The Tax Court's decision
The Tax Court held that the IRS could not assess and collect interest under Sec. 6601(a) and additions to tax for failure to pay under Sec. 6651(a)(3) on restitution amounts assessed under Sec. 6201(a)(4). Based on the statutory text, the court found that Sec. 6201(a)(4) only allowed the IRS to assess and collect restitution as if it were a tax and did not make the assessed restitution amount a tax that would support an imposition of interest and additions to tax.
The statutory text: Sec 6601(a) imposes interest if a taxpayer does not pay tax timely. Likewise, Sec. 6651(a)(3) imposes an addition to tax where a taxpayer fails to timely pay any tax required to be shown on a return that is not shown on a return. Thus, the question before the court was whether a restitution payment under Sec. 6201(a)(4) was a tax that could support the imposition of interest or an addition to tax. To answer this question the court analyzed the statutory text, focusing on its use of the subjunctive mood in the clause in Sec. 6201(a)(4)(A): "in the same manner as if such amount were such tax."
The court explained that subjunctive mood clauses typically are used to express a counterfactual hypothesis. The court gave as an example a hypothetical statute providing that certain persons shall be treated "in the same manner as if they were citizens." In such a statute, according to the court, Congress would necessarily presume that such persons were not in fact citizens, providing merely that they should be accorded the treatment that citizens receive.
The court found that Sec. 6201(a)(4) is "read most naturally as expressing such a counterfactual hypothesis" allowing criminal restitution to be treated like a tax for assessment purposes, and that the statute did not turn restitution into a tax. The court stated that Congress did this "for the limited purpose of enabling the IRS to assess that amount, thus creating an account receivable on the taxpayer's transcript against which the restitution payment can be credited." Therefore, because restitution is not a tax, under the language in Secs. 6601(a) and 6651(a)(3), restitution cannot support the imposition of interest or additions to tax.
In its arguments to the court, the IRS claimed that the legislative history supported its interpretation of Sec. 6201(a)(4), citing a House member's statement in a floor speech that supported the IRS's position. The court, however, noted that it was settled that the remarks of a legislator are not controlling in analyzing legislative history, and that when statutory language is in conflict with statements made in a floor speech, the statutory language will control. Further, after reviewing the actual relevant legislative history, the court determined that Congress had not intended the "sea change" of subjecting restitution payments to the entire civil tax collection apparatus, including interest, additions to tax, and penalties.
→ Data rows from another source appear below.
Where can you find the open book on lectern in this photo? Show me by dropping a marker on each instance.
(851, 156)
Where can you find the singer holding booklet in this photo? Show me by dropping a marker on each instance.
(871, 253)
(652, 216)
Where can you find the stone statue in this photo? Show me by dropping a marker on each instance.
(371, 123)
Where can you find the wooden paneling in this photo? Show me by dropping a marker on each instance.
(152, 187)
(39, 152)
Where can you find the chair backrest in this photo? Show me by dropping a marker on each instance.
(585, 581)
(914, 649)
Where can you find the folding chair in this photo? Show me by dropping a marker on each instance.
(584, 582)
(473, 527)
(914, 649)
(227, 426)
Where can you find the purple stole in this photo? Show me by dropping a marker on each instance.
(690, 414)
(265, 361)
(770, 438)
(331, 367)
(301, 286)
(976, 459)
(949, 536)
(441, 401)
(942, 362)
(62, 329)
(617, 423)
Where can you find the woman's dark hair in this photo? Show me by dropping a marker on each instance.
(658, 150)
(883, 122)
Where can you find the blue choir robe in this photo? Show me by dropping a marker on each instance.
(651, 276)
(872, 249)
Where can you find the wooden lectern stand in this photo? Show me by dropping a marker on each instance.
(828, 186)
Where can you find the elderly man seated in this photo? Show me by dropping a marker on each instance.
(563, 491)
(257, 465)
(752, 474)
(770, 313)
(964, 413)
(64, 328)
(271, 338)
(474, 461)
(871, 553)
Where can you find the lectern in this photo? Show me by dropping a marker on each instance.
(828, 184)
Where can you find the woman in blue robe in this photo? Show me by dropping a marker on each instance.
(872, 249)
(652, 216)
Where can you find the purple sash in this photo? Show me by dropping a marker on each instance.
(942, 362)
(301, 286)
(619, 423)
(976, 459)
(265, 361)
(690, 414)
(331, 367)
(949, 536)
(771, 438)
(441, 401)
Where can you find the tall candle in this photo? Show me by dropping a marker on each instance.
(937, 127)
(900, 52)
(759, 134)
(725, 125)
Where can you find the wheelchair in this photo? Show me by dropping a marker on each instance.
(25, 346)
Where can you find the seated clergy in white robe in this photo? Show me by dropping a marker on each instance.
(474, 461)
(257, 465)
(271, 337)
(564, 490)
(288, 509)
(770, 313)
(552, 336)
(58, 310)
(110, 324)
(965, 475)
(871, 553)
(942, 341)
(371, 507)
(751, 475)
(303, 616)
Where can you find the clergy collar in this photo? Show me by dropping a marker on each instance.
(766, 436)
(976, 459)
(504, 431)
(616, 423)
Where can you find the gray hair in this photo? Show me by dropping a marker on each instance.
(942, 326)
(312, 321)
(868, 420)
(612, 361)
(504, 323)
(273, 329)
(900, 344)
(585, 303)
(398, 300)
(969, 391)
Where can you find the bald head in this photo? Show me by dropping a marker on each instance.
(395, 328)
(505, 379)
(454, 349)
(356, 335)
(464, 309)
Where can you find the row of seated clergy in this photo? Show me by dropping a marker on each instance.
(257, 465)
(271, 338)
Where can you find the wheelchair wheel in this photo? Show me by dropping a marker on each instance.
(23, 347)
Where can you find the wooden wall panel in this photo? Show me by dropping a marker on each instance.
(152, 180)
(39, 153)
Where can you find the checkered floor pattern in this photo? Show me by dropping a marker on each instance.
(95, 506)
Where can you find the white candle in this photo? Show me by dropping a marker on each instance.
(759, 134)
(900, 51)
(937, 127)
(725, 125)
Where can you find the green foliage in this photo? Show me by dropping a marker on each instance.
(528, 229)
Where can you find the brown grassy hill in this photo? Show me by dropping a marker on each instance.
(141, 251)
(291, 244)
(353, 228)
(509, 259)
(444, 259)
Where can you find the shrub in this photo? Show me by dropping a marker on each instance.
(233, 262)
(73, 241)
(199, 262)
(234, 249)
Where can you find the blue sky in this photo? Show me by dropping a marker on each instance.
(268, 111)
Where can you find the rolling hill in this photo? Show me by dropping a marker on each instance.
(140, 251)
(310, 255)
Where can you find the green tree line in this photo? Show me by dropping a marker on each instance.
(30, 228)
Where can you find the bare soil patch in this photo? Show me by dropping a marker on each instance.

Finally, the court addressed the differences between a tax loss, on which a court bases an award of restitution to the government, and a civil tax liability. The court explained that a court bases a restitution obligation on a simplified estimate of the government's tax loss and typically does not take into account tax items, such as previously unclaimed deductions, that may be critical in determining the taxpayer's actual civil liability. Because of the differences in how the two amounts are calculated, the court stated that the tax loss amount "is unlikely to bear more than a passing resemblance to the defendant's civil liability under the Code." The court found that differences in the determination of the two amounts showed that it would be fundamentally wrong to equate the restitution amount with a tax that is required to support the imposition of interest or additions to tax.
Reflections
The court also observed that its decision did not prevent the IRS from actually imposing interest and additions to tax on the Kleins' 2003-2006 tax years. The correct way to do this was to open an examination of the Kleins' returns for those years and impose the interest and additions to tax on whatever it found their tax liabilities for those years to be, rather than by reference to their restitution amount.